Cost-effective approach to an integration for a smaller transaction

Outsourcing integration management led to measurable impact



While a strategic merger can be a simple solution to increase a company’s revenue and broaden its capabilities, the integration process is often complicated. Some companies find great success and growth post-merger while others fail to meet expectations. Industry experts estimate that between 70 and 80 per cent of all M&A integration projects fall short of delivering anticipated value, which is why many companies turn to an advisory firm to help ensure a smooth transition, especially for bigger investments when stakes are high. However, for smaller-sized acquisitions, often referred to as add-ons or tuck-ins, how can outsourcing integration management be made economically feasible to maintain transaction value?

This was the dilemma facing a private equity-owned platform company about to close on a smaller-sized deal, under $10 million in revenue, in the health care delivery space. The company was a leading SaaS—software as a service—provider of human capital solutions to the long-term care market, catering to the workforce needs of senior care providers at assisted living facilities, home health agencies and the like. Its cloud-based, intuitive software and technology services designed to manage the employee experience were limited to post-hire needs, such as scheduling, engagement and training. By merging with the target company—a niche SaaS applicant tracking and background check provider focused on emergency medical services—the spectrum of offerings would broaden to encompass the pre-employment experience, including candidate sourcing, screening and hiring.

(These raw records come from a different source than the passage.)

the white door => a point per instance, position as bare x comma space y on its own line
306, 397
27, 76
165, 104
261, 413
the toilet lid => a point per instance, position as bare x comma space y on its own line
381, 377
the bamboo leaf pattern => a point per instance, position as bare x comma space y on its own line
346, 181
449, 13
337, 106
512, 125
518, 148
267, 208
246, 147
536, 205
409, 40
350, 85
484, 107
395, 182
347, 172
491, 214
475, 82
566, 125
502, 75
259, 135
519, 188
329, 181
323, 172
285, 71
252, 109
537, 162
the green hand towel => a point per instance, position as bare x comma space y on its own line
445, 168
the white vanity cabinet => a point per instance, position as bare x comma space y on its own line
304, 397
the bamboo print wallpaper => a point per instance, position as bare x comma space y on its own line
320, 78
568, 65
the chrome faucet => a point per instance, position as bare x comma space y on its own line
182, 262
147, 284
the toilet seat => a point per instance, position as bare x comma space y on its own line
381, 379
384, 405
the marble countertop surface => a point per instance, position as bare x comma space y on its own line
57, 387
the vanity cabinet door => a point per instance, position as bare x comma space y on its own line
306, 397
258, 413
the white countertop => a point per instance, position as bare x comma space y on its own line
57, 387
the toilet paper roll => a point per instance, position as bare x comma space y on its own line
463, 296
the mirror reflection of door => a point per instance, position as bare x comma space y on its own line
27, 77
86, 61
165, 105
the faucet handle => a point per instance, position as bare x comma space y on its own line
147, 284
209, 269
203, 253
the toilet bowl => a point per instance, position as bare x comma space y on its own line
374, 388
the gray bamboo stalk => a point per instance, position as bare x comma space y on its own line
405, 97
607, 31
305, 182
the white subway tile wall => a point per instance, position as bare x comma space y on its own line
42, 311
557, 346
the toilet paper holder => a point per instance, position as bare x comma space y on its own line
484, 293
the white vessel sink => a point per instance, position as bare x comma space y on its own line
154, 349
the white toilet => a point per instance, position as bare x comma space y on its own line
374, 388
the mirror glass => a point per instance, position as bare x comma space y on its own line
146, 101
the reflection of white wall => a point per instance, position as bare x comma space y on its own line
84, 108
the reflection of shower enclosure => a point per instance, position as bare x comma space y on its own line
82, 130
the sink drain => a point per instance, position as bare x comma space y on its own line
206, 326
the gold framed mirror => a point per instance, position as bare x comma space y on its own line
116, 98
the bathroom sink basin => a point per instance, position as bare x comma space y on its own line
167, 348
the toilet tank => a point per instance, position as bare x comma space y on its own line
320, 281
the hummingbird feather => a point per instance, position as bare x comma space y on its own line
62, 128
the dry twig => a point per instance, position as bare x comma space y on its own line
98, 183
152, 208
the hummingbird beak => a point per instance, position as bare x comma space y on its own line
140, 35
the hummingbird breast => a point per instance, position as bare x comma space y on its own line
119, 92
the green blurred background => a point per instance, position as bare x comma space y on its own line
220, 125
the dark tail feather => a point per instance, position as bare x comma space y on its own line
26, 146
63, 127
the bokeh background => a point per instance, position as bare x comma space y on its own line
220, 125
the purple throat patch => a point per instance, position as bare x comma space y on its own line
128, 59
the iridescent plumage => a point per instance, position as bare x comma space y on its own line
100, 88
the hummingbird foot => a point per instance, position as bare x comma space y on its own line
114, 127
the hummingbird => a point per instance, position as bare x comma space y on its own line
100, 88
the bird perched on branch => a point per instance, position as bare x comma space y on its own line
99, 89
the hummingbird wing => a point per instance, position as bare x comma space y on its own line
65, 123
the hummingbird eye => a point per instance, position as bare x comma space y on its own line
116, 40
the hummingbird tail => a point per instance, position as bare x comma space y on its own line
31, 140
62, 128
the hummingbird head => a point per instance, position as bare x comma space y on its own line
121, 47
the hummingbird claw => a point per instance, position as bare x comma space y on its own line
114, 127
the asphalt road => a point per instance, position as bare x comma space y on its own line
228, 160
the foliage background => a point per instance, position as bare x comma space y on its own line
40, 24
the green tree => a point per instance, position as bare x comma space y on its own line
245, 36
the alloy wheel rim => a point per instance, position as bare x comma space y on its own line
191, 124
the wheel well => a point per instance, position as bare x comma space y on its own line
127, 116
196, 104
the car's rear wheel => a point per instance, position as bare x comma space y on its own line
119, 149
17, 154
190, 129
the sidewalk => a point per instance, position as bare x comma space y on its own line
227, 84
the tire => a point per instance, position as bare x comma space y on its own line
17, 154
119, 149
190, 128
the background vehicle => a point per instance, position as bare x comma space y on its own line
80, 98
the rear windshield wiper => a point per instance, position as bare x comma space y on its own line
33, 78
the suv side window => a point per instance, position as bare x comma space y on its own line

The acquisition would deepen the value of the company’s comprehensive offerings to its existing clients, thereby strengthening its leadership position in the marketplace, and extensive due diligence confirmed the target was an excellent match. Still, a successful merger was dependent upon an effective integration, and while the acquirer’s executive team had prior M&A experience, it was unfamiliar territory to most of the organization, as this was its first acquisition. Despite it being a smaller sized deal, the business requirements were rather complex due to the widespread impact across all functional areas of the organization, including sales, marketing, product management, engineering, finance, IT, human resources and customer success.

The executive team had two choices: take on the burden of executing internally or bring in a trusted third party to help. Because of RSM’s relationship with the PE portfolio, and its deep M&A experience in the middle market, the firm was given the opportunity to propose a solution for separation and integration management that would justify the investment.

Strategy and solution

RSM understood that the acquiring company, aka the client, needed to keep costs down. To save on resources, the firm identified a manager on the M&A separation and integration advisory team who possessed industry knowledge and relevant cross-functional experience. This person was chosento lead the engagement with the support of the firm’s vast resources.

His first challenge was to help close the transaction. The client had been in negotiations with the target company for over 12 months, but the close date kept getting pushed out because of delays in the target’s planned upgrade of their code base from an end-of-service life library to a supported library. RSM managed the pre-close process to get the deal over the finish line before turning the focus toward integrating the businesses and SaaS products.

The client’s investment thesis involved quickly and seamlessly adopting the target’s technology platform and customer base, and then developing a go-to-market strategy for cross-selling the comprehensive solution to existing and new clients. Knowing how critical the first 100 days are to creating momentum and lasting value, RSM collaborated with the client’s integration team—comprised of department heads from each area of the business—to align on an integration road map outlining short- and long-term milestones. RSM essentially served as the integration management office to coach the department heads, empowering them with valuable hands-on experience in M&A management so they could confidently move forward even after the engagement with the firm ended.

“After an acquisition, the first three months are pivotal in setting the pace of transformation and establishing KPIs. With proactive planning, a measurable impact can be seen much faster,” said Andrew Ely, principal, technology and management consulting at RSM. “By using minimal resources we saved the client money, and through knowledge sharing, we empowered the department heads to build their own M&A template for larger-scale integrations in the future.”


In collaboration with RSM, the client was able to accomplish its separation and integration goals in planned phases. Together, they integrated all of the core back-office functions within 60 days of close and hit the key post-close product and go-to-market objectives laid out in the executive team’s 90-day plan. There was fulfillment of the investment thesis and multifaceted goals involving technology platform integration, customer cross sales and total addressable market capture. Additionally, RSM advised the client in forging a cutting-edge SaaS background check partnership, which further increased the level of service provided to its long-term care customers.

By engaging RSM early in the process to conduct detailed discovery and identify risk, the project got off to a solid start. The decision to leverage internal staff with oversight from RSM helped ensure efficient program management so the integration ran smoothly and finished on time. Through knowledge sharing, RSM was able to guide key team members throughout the process to accomplish all planned synergies, milestones and goals.

The working knowledge gained by the integration team helped the client develop its M&A muscle as it prepares for future transactions as part of its growth strategy. Most important, this successful merger has led to the innovation of an industry-leading, end-to-end workforce management solution for thousands of long-term care customers to employ and engage top talent in delivering high-quality senior care.